Quantitative courses in the College of the Environment focus on examples from the physical world and from the living natural world, including conservation at landscape scale and impacts of global change. We teach the basics of math, stats, coding and mapping, through to advanced coursework in modeling, computation and remote sensing. Our courses prepare students to engage in actionable science in support of a sustainable, biodiverse world.
The Basics – Math and Stat Skills
For students just starting out in calculus and statistics, these courses provide natural world examples to learn from.
Math and Statistics Courses
Q SCI 291: Analysis for Biologists
Introduction to differential calculus, emphasizing development of basic skills. Examples promote understanding of mathematics and applications to modeling and solving biological problems. Topics include optimization and curve analysis.
- Autumn, Winter, Summer
- 5 credits (NSc, RSN)
- Prerequisites: Either MATH 120, Q SCI 190, a minimum score of 2 on advanced placement test, or completion of Department of Mathematics’ Guided Self-Placement.
- Faculty: Steve Scherba
Q SCI 292: Analysis for Biologists II
Introduction to integral calculus, emphasizing development of basic skills. Examples promote understanding of mathematics and applications to modeling and solving biological problems. Topics include areas under curves, volumes, and differential equations.
- Winter, Spring
- 5 credits (NSc, RSN)
- Prerequisites: Minimum grade of.7 in either Q SCI 291 or MATH 124.
- Faculty: Andrew Berdahl, Steve Scherba
Q SCI 381 Introduction to Probability and Statistics
Applications to biological and natural resource problems stressing the formulation and interpretation of statistical tests. Random variables, expectations, variances, binomial, hypergeometric, Poisson, normal, chi-square, “t” and “F” distributions.
- Autumn, Winter, Spring, Summer
- 5 credits (NSc, RSN)
- Prerequisites: Either MATH 120, MATH 124, MATH 125, MATH 126, Q SCI 190, or Q SCI 291, or a minimum score of 2 on advanced placement test, or completion of Department of Mathematics’ Guided Self-Placement.
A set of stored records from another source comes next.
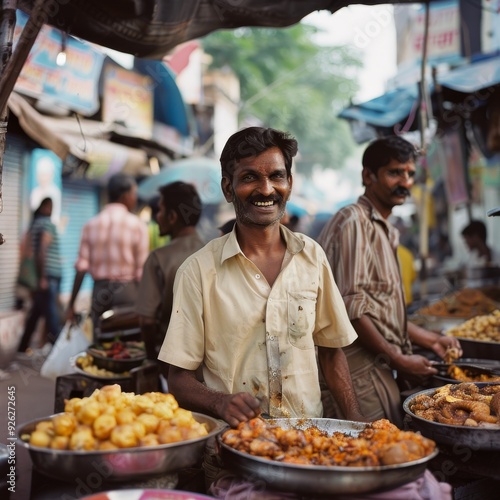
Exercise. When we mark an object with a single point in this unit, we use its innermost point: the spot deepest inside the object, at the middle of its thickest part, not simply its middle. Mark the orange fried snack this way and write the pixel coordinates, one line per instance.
(381, 443)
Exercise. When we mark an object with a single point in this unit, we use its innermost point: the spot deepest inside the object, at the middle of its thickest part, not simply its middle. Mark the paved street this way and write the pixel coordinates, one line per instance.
(34, 398)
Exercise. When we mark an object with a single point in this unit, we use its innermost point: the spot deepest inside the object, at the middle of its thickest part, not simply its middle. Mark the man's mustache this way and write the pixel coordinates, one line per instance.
(401, 191)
- Faculty: John Horne, Tim Jones, Patrick Tobin
ENVIR 310 Data Analysis in Environmental Studies
Practical data-analysis workshop that introduces analysis of quantitative and qualitative data from social and environmental topics. Students use public data or research data to develop skills in data organization, visualization, and statistics. Students evaluate the use of socio-environmental data in graphics and learn to use data to make informed decisions. Quantitative methods, qualitative analysis, and survey analysis are introduced.
- Spring, Summer
- 5 credits (NSc, RSN)
- Prerequisites: None
- Faculty: Yen-Chu Weng
Programming, Coding and Data Analysis
These courses focus on data science: manipulating data in programming languages, including Python and R.
Programming and Data Courses
FISH 274 Introduction to Data Analysis for Aquatic Sciences
Basic knowledge of data acquisition, manipulation, and visualization are necessary for conducting biological research. Students will be introduced to bash, R, and Jupyter Notebooks, but the concepts learned will easily apply to other computational work. By the end of this course students will be able to import data into R, perform analysis on that data, and export the results to graphs, and presentations.
- Autumn
- 3 credits
- Prerequisites: BIOL 180
- Faculty: Steven Roberts
OCEAN 215 Methods of Oceanographic Data Analysis
Statistics, graphical representations, and analysis methods for oceanographic datasets using the PYTHON programming language.
- Autumn
- 4 credits
- Prerequisites: MATH 125
- Faculty: Stephen Riser
ATM S 310 Programming for Atmospheric Data Analysis
Introduces students to data analysis in the atmospheric sciences using modern programming languages and techniques. Provides hands-on experience through the exploration of atmospheric datasets.
- Autumn
- 4 credits (NSc)
- Prerequisites: None
- Faculty: Alexandra Anderson-Frey
Advanced Statistics and Ecological Modeling
For advanced students wishing to continue exploring multivariate statistics and computational models in ecology and conservation.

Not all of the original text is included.